Éric Salobir est le fondateur du réseau OPTIC qui vise à promouvoir le développement des technologies au service de l’humain et du bien commun. Également président du comité exécutif de la Human Technology Foundation, il est prêtre, expert auprès du Saint-Siège et membre de l'Ordre des Dominicains).

Tous deux sont spécialistes de l’intelligence artificielle et membres du Conseil national du numérique, une commission consultative indépendante chargée de conseiller le Gouvernement sur les enjeux numériques. Ils nous livrent un entretien croisé sur les grands principes qui devraient structurer les systèmes d'intelligence artificielle.

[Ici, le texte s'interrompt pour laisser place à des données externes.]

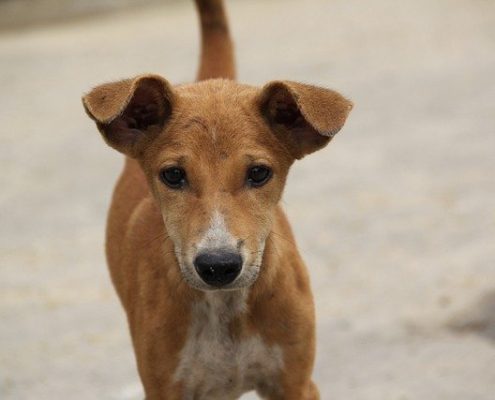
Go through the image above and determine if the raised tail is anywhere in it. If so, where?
[195,0,235,81]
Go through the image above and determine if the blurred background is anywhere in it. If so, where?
[0,0,495,400]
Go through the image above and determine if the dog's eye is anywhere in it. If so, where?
[160,167,186,189]
[247,165,272,187]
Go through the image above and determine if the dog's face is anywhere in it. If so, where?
[83,75,351,290]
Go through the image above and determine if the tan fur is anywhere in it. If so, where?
[83,0,351,400]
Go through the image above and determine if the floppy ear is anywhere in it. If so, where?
[83,75,173,158]
[259,81,352,159]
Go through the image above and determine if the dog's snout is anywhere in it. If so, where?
[194,250,242,287]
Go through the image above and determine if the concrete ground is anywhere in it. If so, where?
[0,0,495,400]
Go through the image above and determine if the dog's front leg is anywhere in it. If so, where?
[258,380,320,400]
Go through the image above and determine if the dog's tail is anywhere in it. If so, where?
[195,0,235,81]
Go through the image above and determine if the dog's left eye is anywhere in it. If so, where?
[246,165,272,187]
[160,167,186,189]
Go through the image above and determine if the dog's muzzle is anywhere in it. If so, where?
[194,250,242,288]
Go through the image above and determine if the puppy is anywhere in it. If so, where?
[83,0,352,400]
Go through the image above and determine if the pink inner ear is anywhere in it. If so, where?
[123,82,170,131]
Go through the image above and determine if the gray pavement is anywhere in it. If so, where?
[0,0,495,400]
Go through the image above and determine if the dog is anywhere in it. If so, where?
[83,0,352,400]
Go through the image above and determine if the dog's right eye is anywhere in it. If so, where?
[160,167,186,189]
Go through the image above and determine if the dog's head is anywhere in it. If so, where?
[83,75,352,290]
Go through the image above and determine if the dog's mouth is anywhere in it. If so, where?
[176,245,261,291]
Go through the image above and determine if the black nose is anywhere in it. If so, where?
[194,250,242,287]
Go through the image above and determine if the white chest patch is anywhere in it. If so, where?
[175,291,283,400]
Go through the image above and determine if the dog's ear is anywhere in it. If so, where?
[83,75,173,158]
[259,81,352,159]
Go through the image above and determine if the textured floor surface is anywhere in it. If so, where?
[0,0,495,400]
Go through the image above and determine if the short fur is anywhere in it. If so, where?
[83,0,351,400]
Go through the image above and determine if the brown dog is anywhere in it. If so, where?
[83,0,351,400]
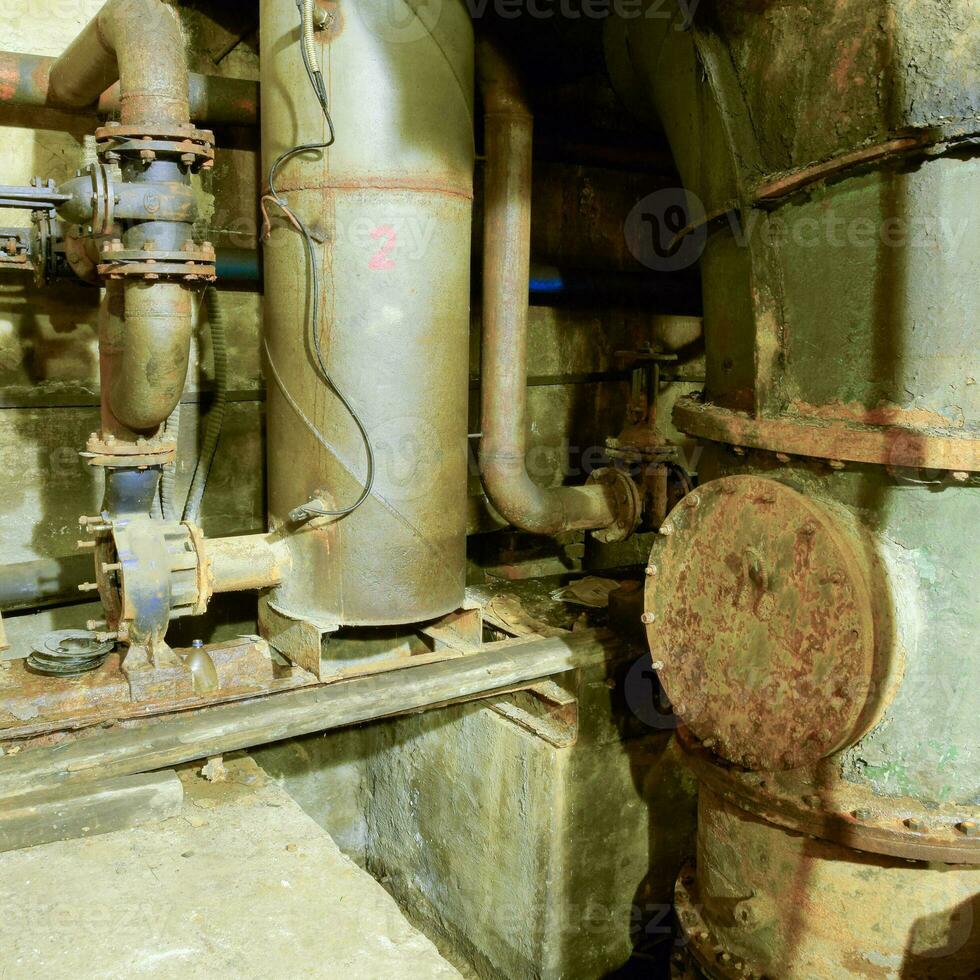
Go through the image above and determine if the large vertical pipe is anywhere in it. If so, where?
[607,0,980,980]
[479,40,625,534]
[261,0,474,625]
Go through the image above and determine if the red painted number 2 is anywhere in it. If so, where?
[368,225,398,269]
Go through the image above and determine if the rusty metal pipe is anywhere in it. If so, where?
[0,51,259,126]
[48,0,190,126]
[203,534,290,594]
[477,40,617,534]
[101,280,194,433]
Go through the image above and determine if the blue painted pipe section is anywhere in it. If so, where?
[217,248,701,316]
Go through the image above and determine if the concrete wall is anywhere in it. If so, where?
[254,664,695,978]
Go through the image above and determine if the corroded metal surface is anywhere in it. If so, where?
[0,51,259,126]
[674,788,980,980]
[678,727,980,864]
[261,2,474,635]
[674,398,980,472]
[644,476,875,769]
[478,39,638,540]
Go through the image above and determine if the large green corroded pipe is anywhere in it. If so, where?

Proposer des définitions et des visions de l’intelligence artificielle 

Justine Cassell : Il faut commencer en disant que la définition de l’intelligence a beaucoup changé depuis les années 1950. Avec la croissance d'intelligences au pluriel, il y a une croissance d’intelligences artificielles au pluriel et il y en aura davantage dans le futur. Par ailleurs, pour des raisons historiques, lorsque Marvin Minsky a cherché des financements pour le Dartmouth Summer Research Project, il a proposé de les réaliser avec l'expression d’”Artificial intelligence” pour ne pas être associé à la cybernétique. Dans sa définition, l'intelligence était assimilée aux mathématiques et à la logique. Il s’agissait d’une conception relativement étroite de l'intelligence. Avec le travail d’Howard Gardner et d’autres, on se rend compte que l’on peut être intelligent dans les mathématiques, mais aussi dans les arts ou encore dans les interactions humaines. Travaillant sur l'intelligence sociale et interpersonnelle, je refuse d'adhérer à la définition d'intelligence artificielle basée sur une seule intelligence qui est logique. Il faut également prendre en compte que l'intelligence artificielle n’est pas une technologie. En effet, il s’agit d’une approche et IA pour beaucoup aujourd’hui veut simplement dire l'utilisation de l'apprentissage automatique. Concernant la vision de l’intelligence artificielle, il faut s’interroger sur la manière de concevoir la socialité comme faisant partie de ce que c’est que d’êtres humains. Il faut aussi se questionner sur la façon de créer des machines qui sont interdépendantes avec nous et qui ne peuvent donc pas nous remplacer. Au Conseil national du numérique, nous sommes en train de travailler sur la thématique de la corporalité. Il s’agit d’étudier le rôle du corps et plus particulièrement la corporalité au travail, la corporalité entre personnes, et entre personnes et machines au travail. Cela n’aurait pu être réalisé en 1950, parce que le corps n’était pas pris en compte. Concernant la vision de l'intelligence artificielle, il me semble que les questions essentielles à se poser sont : comment intégrer les nouvelles machines dans la société ? Comment aider les citoyens à profiter de leur présence et non à souffrir de leur présence ?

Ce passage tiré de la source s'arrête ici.